T42B-01:
Supercontinent Reconstructions as of 2014: Advances and Challenges
Thursday, 18 December 2014: 10:20 AM
David AD Evans, Yale Univ, New Haven, CT, United States
Abstract:
Dynamic models of supercontinent assembly and dispersal should strive to emulate kinematic histories obtained from the geologic record; but the breakup of Pangea and initial assembly of Amasia, at 200-0 Ma, are the only phases of an alleged "cycle" that are known with good precision. Pre-Mesozoic reconstructions (i.e., 95% of Earth history) must rely on typically non-unique geological comparisons between extant continental fragments, guided by sparse paleomagnetic data from those blocks. Pangea assembly and evolution (500-200 Ma) are known in broad terms, but uncertainties of order 10-20° arc distance are common.
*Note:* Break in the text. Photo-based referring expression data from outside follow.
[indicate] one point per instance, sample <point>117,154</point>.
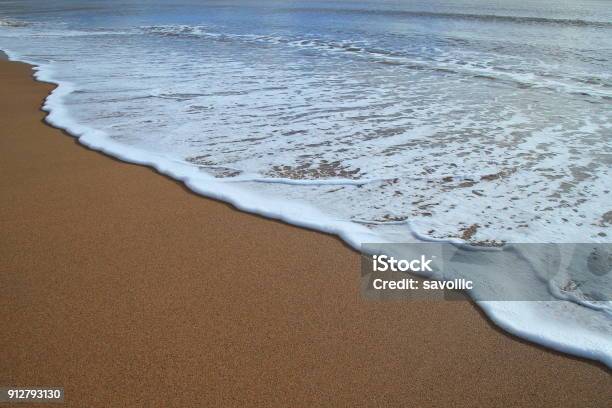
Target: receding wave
<point>523,78</point>
<point>463,16</point>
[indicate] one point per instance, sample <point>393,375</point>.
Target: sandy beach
<point>126,289</point>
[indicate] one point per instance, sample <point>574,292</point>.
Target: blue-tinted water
<point>378,121</point>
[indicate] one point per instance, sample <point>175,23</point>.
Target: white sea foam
<point>370,144</point>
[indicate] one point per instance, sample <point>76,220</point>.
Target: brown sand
<point>122,287</point>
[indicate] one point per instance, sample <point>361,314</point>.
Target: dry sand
<point>121,286</point>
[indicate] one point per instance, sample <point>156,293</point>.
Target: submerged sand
<point>127,290</point>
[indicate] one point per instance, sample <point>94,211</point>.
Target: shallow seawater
<point>484,121</point>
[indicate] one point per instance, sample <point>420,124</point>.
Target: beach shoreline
<point>122,287</point>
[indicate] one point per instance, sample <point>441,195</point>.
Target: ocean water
<point>378,121</point>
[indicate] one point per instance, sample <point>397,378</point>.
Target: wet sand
<point>127,290</point>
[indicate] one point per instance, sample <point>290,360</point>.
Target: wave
<point>582,85</point>
<point>564,326</point>
<point>461,16</point>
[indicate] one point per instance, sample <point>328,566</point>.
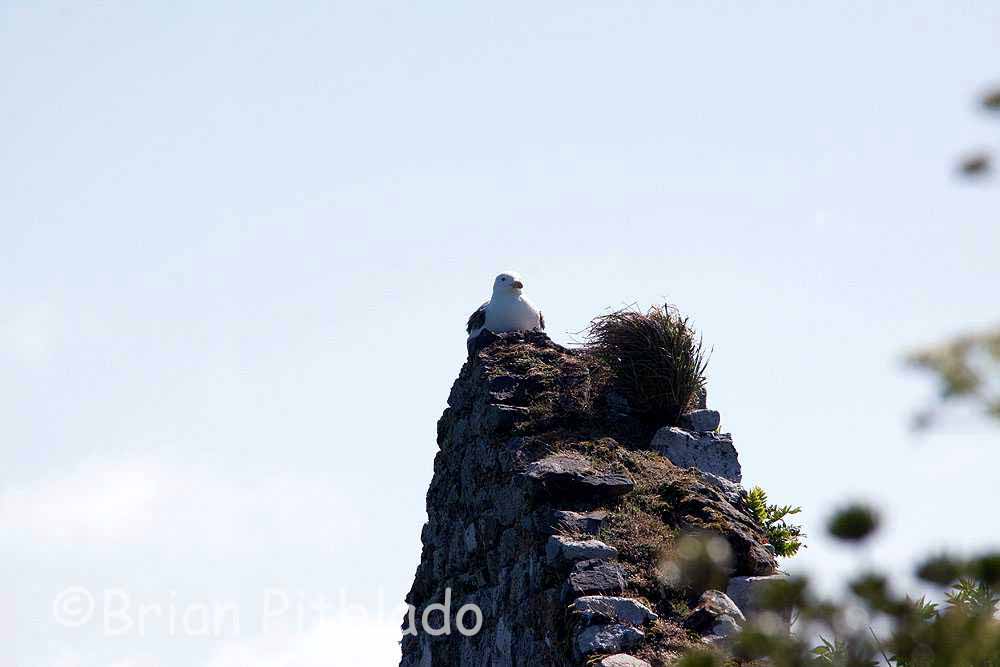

The transition from Rodinia breakup to incipient Pangea assembly (Gondwana amalgamation; 700-500 Ma) is the least understood interval of global kinematics from the past two billion years, with uncertainties occasionally nearing 90°, and raising the geophysical specters of non-dipole geomagnetic field geometries and/or rapid true polar wander oscillations. Various Rodinia reconstructions (900-700 Ma) share many common features, but they are upheld by a rather lean dataset, by comparison to Pangea. The assembly stage of Rodinia (1300-900 Ma) derives its substantial uncertainty from questions concerning not only the supercontinent's end-configuration as noted above, but also the reconstruction of its predecessor Nuna (1600-1300 Ma), which has made much recent progress though likewise based on relatively limited data. Nuna's assembly phase (2000-1600 Ma) is a fruitful frontier for global reconstruction hypotheses at their earliest stages of development. Older intervals (2700-2000 Ma) will likely soon yield some insights into whether an earlier possible supercontinent, Kenorland, may have existed; but gaining even a broad outline of its reconstruction will be hard-fought, probably over decades, against dwindling Archean preservation. Today's geodynamic modelers of supercontinental episodicity should consider these noteworthy uncertainties as they assess whether their models are "Earth-like." Explorations into neglected corners of parameter space may shed light not only onto possible dynamic evolutions of exoplanets, but perhaps also to our own planet in deep time.